HAVE you heard of Beth Tweddle? Shame on you if you haven't. She has just carried the Olympic torch on its journey through Flintshire. There have been less worthy torch-bearers and none more suitable.

For Beth, now 27, is our most successful British gymnast of all time and, as three times world champion, one of our greatest athletes ever. She runs a company called Total Gymnastics which aims to give children throughout the country the opportunity to have a go at gymnastics. With a sports science degree she plans to become a physiotherapist when she retires. Some years back she came third in the television sports personalty of the year competition.

If you have not heard of her I suggest that sport coverage in the media is 'glamour' obsessed, as concerned with what goes on off the track as on it, more interested in what goes wrong as what goes right and with the right 'look' as defined by superficial appearance.

Already we see in the coverage of the Olympics an airbrushing of our potential athletes. The pretty ones are at the front, with advertising deals and cheeky shots, and as fake tanned as any wannabe. A newly published report says that we are way ahead, not in sporting achievement or anything else, but in a national obsession with appearance, our own, each others and everyone else's. We strive for perfection.

This isn't confined to the young or the beautiful but affects us all. People are immediately defined, not by their personality or achievements, but by how they look. The striving for an ideal is made all the more difficult because no-one quite knows what that ideal might be. The result is that as a nation we are increasingly depressed.

If I ruled the world I would ban all media articles which contain reference to a persons weight or appearance. Celebrity built on weight loss and weight gain would be eliminated and all elective cosmetic surgery would be outlawed.

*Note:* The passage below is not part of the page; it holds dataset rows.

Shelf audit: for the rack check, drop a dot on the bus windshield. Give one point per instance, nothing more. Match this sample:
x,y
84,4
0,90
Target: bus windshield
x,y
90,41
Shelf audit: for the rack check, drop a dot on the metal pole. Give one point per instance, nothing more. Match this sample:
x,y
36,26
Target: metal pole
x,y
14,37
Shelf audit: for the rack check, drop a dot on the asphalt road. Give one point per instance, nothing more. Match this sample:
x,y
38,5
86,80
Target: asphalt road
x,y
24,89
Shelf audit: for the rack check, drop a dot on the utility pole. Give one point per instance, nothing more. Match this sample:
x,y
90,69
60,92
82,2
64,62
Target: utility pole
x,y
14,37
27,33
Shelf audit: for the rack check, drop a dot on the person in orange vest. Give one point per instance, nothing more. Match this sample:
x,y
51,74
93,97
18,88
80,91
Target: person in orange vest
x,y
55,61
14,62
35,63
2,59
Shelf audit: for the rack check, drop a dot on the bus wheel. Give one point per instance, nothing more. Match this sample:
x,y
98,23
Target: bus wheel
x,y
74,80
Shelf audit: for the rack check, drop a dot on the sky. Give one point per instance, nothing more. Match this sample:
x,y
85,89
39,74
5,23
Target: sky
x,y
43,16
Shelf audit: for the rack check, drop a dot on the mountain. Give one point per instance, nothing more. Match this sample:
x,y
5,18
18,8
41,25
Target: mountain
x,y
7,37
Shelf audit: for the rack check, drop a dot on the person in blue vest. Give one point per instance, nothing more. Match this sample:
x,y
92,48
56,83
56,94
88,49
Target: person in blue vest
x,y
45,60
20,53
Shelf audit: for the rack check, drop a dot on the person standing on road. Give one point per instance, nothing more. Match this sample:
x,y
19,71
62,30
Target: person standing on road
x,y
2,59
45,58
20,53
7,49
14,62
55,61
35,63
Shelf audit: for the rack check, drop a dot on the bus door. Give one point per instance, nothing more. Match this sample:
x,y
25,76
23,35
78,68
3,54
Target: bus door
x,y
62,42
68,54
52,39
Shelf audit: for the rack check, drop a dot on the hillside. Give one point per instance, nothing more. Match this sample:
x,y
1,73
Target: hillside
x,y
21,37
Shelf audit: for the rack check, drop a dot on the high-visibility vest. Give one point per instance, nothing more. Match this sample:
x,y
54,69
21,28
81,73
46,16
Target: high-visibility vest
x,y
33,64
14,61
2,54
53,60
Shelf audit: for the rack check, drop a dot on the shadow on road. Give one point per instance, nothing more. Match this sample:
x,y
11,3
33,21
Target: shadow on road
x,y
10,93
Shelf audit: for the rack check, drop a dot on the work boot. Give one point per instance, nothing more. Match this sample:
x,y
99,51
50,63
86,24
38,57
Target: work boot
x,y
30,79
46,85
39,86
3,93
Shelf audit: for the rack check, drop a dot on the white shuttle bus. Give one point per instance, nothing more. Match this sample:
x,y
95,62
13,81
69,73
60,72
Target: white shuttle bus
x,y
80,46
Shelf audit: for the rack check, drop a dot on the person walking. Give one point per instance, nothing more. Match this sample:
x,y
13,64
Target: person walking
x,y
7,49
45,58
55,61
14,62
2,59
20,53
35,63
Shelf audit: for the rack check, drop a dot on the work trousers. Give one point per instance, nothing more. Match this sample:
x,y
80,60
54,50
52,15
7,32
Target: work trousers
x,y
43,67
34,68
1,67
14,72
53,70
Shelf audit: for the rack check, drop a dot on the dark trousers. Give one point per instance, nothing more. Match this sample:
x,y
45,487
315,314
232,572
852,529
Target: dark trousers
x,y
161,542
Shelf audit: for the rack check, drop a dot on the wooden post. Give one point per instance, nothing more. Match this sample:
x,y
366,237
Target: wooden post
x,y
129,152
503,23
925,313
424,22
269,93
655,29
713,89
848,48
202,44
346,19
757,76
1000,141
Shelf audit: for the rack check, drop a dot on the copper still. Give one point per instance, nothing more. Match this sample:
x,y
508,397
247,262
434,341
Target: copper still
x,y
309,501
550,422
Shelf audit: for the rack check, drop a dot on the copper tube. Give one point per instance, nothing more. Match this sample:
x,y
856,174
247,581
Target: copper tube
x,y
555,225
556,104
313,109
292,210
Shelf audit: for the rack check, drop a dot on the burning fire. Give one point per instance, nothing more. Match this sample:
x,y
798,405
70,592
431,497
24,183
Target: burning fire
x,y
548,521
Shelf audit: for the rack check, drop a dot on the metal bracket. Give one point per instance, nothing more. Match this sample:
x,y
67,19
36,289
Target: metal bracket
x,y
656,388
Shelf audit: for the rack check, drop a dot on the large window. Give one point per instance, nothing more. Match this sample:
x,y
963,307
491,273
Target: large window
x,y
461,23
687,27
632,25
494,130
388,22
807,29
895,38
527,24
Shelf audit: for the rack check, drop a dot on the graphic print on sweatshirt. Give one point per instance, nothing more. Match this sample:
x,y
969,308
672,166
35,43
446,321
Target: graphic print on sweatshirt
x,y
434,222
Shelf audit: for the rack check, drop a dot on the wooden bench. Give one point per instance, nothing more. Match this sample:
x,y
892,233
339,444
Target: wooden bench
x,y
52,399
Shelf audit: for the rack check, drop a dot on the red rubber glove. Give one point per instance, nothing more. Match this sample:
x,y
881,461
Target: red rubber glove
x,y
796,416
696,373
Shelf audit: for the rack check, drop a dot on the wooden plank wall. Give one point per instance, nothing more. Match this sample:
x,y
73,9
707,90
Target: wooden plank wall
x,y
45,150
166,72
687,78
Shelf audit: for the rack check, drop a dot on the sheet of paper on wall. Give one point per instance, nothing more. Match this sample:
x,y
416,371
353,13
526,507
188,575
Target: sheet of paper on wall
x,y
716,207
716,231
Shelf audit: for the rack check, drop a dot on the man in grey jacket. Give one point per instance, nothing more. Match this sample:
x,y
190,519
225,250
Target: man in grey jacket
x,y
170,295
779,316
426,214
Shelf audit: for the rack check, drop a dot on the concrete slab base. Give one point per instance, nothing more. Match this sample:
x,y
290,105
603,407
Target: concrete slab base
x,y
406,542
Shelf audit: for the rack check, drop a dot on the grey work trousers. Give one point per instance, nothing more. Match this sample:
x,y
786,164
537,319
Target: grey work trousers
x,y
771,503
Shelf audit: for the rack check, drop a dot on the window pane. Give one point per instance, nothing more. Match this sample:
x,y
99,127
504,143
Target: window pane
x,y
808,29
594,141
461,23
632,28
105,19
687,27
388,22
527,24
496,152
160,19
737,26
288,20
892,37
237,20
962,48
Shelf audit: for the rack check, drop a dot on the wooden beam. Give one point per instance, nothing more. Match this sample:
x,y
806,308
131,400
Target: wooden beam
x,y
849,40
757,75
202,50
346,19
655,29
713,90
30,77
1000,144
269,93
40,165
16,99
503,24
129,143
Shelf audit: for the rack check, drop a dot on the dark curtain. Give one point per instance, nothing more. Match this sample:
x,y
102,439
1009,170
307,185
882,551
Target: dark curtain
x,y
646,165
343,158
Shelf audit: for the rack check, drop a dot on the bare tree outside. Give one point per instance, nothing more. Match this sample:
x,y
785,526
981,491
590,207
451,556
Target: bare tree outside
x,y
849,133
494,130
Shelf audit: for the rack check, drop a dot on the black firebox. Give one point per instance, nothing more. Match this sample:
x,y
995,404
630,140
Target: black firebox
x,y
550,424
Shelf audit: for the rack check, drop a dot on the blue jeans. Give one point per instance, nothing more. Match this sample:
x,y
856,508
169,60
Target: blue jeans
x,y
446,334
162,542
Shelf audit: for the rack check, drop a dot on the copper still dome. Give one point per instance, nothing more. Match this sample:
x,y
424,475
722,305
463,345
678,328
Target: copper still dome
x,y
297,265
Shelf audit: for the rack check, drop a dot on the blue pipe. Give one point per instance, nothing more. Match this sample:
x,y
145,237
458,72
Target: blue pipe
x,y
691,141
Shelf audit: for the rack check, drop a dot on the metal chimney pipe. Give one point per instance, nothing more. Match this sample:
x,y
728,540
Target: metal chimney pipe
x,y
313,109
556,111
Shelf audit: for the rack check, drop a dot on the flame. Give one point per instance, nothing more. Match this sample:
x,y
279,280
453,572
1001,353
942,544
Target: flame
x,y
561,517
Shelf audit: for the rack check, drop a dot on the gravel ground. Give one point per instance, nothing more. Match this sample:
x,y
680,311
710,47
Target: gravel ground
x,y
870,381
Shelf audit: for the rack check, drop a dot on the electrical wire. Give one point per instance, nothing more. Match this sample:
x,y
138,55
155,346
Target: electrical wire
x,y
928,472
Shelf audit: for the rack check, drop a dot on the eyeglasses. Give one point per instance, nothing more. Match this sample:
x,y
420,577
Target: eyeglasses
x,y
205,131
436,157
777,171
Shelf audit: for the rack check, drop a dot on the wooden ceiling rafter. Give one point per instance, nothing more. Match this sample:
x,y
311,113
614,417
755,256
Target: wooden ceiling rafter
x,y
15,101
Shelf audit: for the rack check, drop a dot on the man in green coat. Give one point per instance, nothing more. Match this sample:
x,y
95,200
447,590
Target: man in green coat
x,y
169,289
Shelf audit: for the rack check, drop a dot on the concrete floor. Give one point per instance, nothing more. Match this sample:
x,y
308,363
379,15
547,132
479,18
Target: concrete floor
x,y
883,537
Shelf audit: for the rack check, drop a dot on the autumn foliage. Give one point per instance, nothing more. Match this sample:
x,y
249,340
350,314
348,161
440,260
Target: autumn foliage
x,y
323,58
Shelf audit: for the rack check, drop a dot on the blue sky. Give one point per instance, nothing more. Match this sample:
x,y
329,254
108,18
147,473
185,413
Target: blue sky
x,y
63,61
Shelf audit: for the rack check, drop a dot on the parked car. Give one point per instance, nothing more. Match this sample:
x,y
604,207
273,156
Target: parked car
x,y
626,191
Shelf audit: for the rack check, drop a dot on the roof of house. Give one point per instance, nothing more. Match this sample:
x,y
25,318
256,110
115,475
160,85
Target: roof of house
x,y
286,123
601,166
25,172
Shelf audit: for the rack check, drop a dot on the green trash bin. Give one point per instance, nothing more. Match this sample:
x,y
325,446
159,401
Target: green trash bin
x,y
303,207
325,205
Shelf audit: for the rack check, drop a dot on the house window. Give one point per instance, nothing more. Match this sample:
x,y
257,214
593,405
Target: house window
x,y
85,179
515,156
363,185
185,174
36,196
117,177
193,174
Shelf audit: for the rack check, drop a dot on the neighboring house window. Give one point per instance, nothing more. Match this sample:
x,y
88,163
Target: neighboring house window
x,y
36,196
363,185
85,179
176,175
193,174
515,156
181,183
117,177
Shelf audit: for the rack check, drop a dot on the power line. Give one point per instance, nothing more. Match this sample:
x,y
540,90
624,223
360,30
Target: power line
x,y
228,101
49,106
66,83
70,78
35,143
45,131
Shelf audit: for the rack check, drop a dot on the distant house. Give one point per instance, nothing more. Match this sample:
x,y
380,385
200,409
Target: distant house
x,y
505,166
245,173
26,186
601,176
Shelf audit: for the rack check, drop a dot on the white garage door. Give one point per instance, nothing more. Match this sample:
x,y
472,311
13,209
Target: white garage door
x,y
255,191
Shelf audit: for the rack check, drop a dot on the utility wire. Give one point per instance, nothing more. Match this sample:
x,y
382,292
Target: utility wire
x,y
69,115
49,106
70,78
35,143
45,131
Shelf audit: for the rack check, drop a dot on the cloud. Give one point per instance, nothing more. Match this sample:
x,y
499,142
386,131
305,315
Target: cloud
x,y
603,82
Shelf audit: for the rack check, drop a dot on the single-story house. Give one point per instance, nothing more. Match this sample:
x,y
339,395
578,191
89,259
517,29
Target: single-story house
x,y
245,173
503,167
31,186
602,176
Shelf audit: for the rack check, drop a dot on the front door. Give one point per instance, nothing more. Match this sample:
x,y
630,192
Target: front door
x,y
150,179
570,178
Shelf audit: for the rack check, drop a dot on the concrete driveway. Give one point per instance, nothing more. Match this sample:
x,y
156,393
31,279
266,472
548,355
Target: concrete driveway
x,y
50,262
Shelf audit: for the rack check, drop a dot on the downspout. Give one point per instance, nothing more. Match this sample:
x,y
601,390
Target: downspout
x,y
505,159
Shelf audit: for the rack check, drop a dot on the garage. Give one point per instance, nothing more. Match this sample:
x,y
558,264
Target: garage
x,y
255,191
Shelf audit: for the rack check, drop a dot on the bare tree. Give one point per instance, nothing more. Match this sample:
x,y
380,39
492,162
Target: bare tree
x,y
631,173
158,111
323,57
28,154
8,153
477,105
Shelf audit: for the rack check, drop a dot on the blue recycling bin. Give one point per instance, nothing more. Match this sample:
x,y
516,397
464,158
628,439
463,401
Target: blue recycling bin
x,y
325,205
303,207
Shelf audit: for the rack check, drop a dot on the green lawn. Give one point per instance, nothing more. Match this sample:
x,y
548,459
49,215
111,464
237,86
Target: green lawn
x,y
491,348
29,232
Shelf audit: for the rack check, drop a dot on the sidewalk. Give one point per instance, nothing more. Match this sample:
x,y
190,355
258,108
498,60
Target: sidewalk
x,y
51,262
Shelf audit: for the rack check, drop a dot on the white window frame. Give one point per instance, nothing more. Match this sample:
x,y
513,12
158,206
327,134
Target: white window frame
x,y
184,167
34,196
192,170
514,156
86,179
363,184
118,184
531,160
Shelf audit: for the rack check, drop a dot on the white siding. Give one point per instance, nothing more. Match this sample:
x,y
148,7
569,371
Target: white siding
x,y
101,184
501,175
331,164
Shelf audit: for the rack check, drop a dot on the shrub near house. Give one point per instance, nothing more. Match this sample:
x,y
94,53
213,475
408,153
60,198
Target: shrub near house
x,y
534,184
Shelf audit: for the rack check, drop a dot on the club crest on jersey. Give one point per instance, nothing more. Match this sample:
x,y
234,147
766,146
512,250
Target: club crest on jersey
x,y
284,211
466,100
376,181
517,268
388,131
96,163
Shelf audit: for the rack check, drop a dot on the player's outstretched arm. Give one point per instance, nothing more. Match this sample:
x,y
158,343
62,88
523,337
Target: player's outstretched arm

The two great celebrities who fascinate me at present, The Queen and Banksy, do not disclose their weight. While the Queen has never been overweight we cannot tell about Banksy. His fame as one of the most popular artists lies not in his appearance. Far from it. No-one will tell what he looks like. Though there are rumours that his first name is Robin which, if true, would be more harmful to his street credibility than being obese.

Go to see the exhibition of the Queen's portraits at the National Portrait Gallery, my favourite place on earth. And look at Banksy's contribution to the jubilee... a clever drawing of a child labourer sewing bunting.